Em parceria com entidades sindicais, organizações como Oxfam e Repórter Brasil tem se esforçado para pressionar empresas envolvidas com o setor, como supermercados e certificadoras, a promoverem melhorias nas condições de trabalho.

Pernambuco e Bahia, que dividem o polo do vale do São Francisco, são responsáveis por 62% das mangas e por 53% das uvas produzidas no Brasil. O Ceará e o Rio Grande do Norte, onde polos de frutas também se desenvolveram, colhem 75% dos melões.

Empresas que atuam no ramo empregaram cerca de 90 mil pessoas. Porém, metade desses trabalhadores só obtém ocupação durante seis meses no ano e, depois, é demitida.

A situação de trabalhadores safristas é a mais grave, em uma relação de trabalho que se estende por semanas ou poucos meses. A renda mensal média em um ano para quem trabalhou no melão, manga e uva como safrista por seis meses seria de apenas R$ 687,88, R$ 593,50 e R$ 590,96 respectivamente. De acordo com a Pnad (IBGE), esses números os colocam entre os 20% mais pobres do Brasil.

Os dados foram apurados pela equipe da Oxfam Brasil, que lançou a campanha “Frutas doces, vidas amargas” no fim do ano passado. Como pode o Brasil ser o terceiro maior produtor de frutas do mundo, gerando uma renda de R$ 40 bilhões por ano, e não conseguir garantir sequer o salário mínimo para os empregados do setor?

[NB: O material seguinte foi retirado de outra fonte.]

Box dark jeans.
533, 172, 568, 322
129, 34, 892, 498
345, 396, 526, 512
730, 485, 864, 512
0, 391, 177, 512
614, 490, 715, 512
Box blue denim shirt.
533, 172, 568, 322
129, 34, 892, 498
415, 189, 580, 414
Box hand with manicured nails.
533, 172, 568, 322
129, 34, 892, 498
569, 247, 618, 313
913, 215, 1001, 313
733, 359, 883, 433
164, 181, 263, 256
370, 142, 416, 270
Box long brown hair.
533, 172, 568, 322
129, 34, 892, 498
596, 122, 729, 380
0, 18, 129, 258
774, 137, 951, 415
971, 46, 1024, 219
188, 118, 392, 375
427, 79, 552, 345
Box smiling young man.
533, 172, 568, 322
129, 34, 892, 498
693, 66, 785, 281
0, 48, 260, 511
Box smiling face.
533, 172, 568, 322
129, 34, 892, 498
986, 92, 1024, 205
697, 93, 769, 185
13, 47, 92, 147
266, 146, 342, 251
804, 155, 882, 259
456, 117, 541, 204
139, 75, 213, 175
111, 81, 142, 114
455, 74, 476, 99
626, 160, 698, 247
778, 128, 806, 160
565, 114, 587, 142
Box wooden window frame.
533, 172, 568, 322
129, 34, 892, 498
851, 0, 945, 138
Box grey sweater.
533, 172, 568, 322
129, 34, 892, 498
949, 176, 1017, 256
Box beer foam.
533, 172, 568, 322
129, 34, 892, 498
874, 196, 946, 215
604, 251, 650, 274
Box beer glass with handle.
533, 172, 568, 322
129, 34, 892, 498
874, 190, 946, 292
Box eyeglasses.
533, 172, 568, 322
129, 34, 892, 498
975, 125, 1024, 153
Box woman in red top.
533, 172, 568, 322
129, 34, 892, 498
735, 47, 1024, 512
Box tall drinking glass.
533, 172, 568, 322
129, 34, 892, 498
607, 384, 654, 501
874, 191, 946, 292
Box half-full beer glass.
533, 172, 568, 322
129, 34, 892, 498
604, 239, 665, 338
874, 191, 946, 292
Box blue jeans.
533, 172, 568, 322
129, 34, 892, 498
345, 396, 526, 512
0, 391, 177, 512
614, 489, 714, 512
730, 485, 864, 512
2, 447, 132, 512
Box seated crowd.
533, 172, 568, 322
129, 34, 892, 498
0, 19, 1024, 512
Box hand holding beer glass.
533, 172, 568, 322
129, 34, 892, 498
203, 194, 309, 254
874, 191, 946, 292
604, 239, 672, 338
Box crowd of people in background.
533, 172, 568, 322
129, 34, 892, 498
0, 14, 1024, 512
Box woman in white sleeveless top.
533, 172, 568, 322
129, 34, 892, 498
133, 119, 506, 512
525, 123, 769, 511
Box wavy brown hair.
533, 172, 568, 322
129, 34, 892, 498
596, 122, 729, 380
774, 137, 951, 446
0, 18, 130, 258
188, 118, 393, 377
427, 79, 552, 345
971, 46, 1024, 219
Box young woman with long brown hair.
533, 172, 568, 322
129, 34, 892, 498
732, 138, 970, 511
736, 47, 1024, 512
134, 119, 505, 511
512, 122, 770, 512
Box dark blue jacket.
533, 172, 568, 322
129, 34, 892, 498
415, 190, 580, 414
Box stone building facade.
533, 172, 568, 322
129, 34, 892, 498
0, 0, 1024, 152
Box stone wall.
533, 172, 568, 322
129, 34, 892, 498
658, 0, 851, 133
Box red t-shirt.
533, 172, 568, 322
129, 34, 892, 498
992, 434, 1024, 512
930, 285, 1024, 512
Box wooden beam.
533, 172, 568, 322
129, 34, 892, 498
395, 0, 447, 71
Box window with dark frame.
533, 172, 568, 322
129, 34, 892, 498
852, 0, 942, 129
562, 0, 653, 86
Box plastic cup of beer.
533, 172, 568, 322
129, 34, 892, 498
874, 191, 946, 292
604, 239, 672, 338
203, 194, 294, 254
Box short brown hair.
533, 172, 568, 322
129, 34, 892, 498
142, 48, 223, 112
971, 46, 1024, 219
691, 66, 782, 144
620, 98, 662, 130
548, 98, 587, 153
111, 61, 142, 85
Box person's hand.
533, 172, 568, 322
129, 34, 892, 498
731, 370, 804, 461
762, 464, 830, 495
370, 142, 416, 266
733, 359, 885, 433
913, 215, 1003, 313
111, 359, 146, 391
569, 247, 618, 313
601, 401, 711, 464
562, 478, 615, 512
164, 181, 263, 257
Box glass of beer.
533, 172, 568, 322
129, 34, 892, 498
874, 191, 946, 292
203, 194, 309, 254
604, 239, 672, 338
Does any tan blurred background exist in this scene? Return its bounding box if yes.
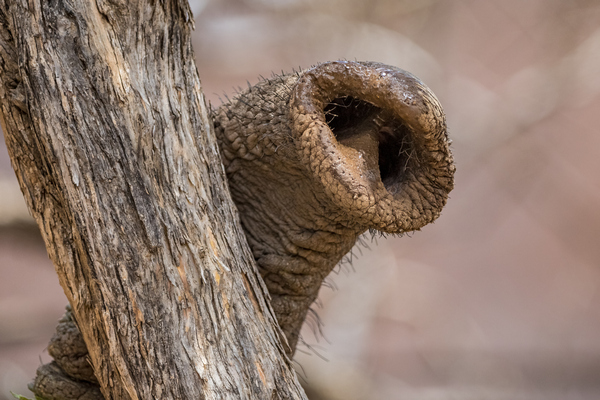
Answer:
[0,0,600,400]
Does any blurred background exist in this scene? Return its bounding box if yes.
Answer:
[0,0,600,400]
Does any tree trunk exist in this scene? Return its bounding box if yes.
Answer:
[0,0,305,399]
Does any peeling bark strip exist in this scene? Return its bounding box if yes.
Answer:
[0,0,305,399]
[215,61,454,353]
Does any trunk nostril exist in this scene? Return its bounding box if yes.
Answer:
[323,96,418,195]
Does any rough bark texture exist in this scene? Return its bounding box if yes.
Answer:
[0,0,305,399]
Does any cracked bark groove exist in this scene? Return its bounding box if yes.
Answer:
[0,0,306,399]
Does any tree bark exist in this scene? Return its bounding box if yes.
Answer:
[0,0,305,399]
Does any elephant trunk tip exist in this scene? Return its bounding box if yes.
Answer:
[290,61,454,233]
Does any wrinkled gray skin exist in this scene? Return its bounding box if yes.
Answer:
[32,61,454,399]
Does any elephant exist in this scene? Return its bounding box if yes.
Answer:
[31,61,455,399]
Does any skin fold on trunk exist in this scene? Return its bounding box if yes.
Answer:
[27,61,455,399]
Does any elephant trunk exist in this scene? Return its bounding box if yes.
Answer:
[213,61,454,354]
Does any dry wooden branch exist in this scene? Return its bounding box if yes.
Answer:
[0,0,305,399]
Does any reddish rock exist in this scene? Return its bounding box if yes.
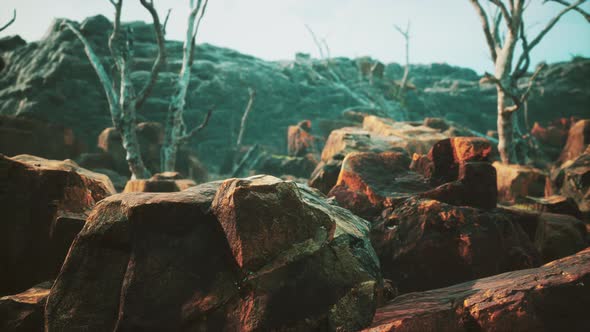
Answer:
[493,162,547,204]
[0,115,84,159]
[307,159,342,195]
[371,199,540,293]
[365,249,590,332]
[45,177,381,331]
[559,120,590,163]
[328,152,432,219]
[287,120,316,157]
[0,155,115,294]
[0,281,53,332]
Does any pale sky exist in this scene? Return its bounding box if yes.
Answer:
[0,0,590,72]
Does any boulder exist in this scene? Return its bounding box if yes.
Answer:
[0,155,115,294]
[0,281,53,332]
[328,151,432,220]
[307,155,342,195]
[363,115,447,154]
[287,120,316,157]
[0,115,84,159]
[559,120,590,163]
[254,153,318,178]
[364,249,590,332]
[123,172,197,193]
[45,176,381,331]
[493,162,547,204]
[371,198,540,293]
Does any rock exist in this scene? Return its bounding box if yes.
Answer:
[554,152,590,214]
[287,120,316,157]
[521,195,582,219]
[559,120,590,163]
[321,127,401,162]
[535,213,588,262]
[0,155,115,295]
[0,115,84,159]
[493,162,547,204]
[328,152,431,220]
[371,199,540,293]
[123,172,197,193]
[307,159,342,195]
[45,176,381,331]
[423,118,450,131]
[365,249,590,332]
[0,281,53,332]
[254,153,318,178]
[363,116,447,154]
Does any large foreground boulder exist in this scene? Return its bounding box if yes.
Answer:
[0,155,115,294]
[366,249,590,332]
[0,281,53,332]
[371,199,540,293]
[46,176,381,331]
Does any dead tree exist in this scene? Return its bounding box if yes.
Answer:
[64,0,166,179]
[160,0,213,172]
[393,21,410,98]
[469,0,586,163]
[0,9,16,32]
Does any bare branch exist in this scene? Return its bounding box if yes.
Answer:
[236,88,256,149]
[0,9,16,31]
[136,0,170,109]
[305,24,325,59]
[63,21,119,115]
[520,63,546,104]
[178,106,215,142]
[543,0,590,22]
[162,8,172,36]
[469,0,498,63]
[489,0,515,31]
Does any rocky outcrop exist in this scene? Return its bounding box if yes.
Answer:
[0,115,85,159]
[123,172,197,193]
[494,162,547,205]
[0,155,115,294]
[0,281,53,332]
[371,199,540,293]
[45,176,381,331]
[365,249,590,332]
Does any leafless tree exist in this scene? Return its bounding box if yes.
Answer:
[160,0,213,171]
[64,0,166,179]
[393,21,410,98]
[469,0,586,163]
[0,9,16,32]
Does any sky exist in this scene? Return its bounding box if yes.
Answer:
[0,0,590,73]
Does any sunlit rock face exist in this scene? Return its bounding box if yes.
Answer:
[365,249,590,332]
[46,176,382,331]
[0,155,115,295]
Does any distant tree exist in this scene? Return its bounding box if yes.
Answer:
[64,0,211,179]
[160,0,213,171]
[0,9,16,32]
[64,0,166,179]
[469,0,587,163]
[393,21,410,98]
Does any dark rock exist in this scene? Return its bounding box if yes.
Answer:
[0,155,115,294]
[45,176,381,331]
[0,281,53,332]
[371,199,540,293]
[0,115,84,159]
[366,249,590,332]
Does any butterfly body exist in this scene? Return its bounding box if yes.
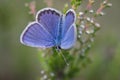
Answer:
[21,8,76,49]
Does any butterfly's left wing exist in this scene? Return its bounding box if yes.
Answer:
[60,9,76,49]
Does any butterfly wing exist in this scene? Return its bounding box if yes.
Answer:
[21,8,61,48]
[60,9,76,49]
[21,22,54,48]
[36,8,61,39]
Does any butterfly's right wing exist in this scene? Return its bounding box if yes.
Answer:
[20,22,55,48]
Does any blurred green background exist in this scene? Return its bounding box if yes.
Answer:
[0,0,120,80]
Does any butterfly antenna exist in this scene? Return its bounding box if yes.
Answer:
[57,49,69,66]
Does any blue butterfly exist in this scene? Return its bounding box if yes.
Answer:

“Verificamos que o salário dos trabalhadores da fruticultura está 44% abaixo do recomendado pela OIT (Organização Internacional do Trabalho). Nas frutas, a gente viu que a produção dos safristas é muito grande. Mais da metade da mão de obra é safrista e esta metade trabalha seis meses”, destaca Gustavo Ferroni, da Oxfam Brasil.

Debate aberto

O tema foi tratado no seminário “Desafios para a Sustentabilidade na Cadeia de Frutas”, realizado em dezembro em São Paulo, e que recebeu representantes do setor empresarial. Um dos objetivos centrais do encontro foi promover um maior conhecimento aos sindicatos quanto às certificações.

O sucateamento das relações trabalhistas a partir das mudanças nos governos Temer e Bolsonaro, por exemplo, poderia ser melhor enfrentado no caso de haver maior envolvimento das empresas e dos atores responsáveis pelas auditorias e certificações. Uma mudança de perspectiva que pode se refletir, por exemplo, nas negociações coletivas entre empresas e trabalhadores. Em janeiro, algumas dessas negociações já registram importantes rodadas.

No seminário, representantes das empresas Unilever e Tesco apresentaram suas principais ações para trazer sustentabilidade e respeito aos direitos em suas cadeias produtivas. Por outro lado, representantes de organizações sindicais e da sociedade civil, como Contar, Dieese, Fetarn, Fetraern e sindicatos de Juazeiro e Petrolina relataram as dificuldades enfrentadas pelos trabalhadores.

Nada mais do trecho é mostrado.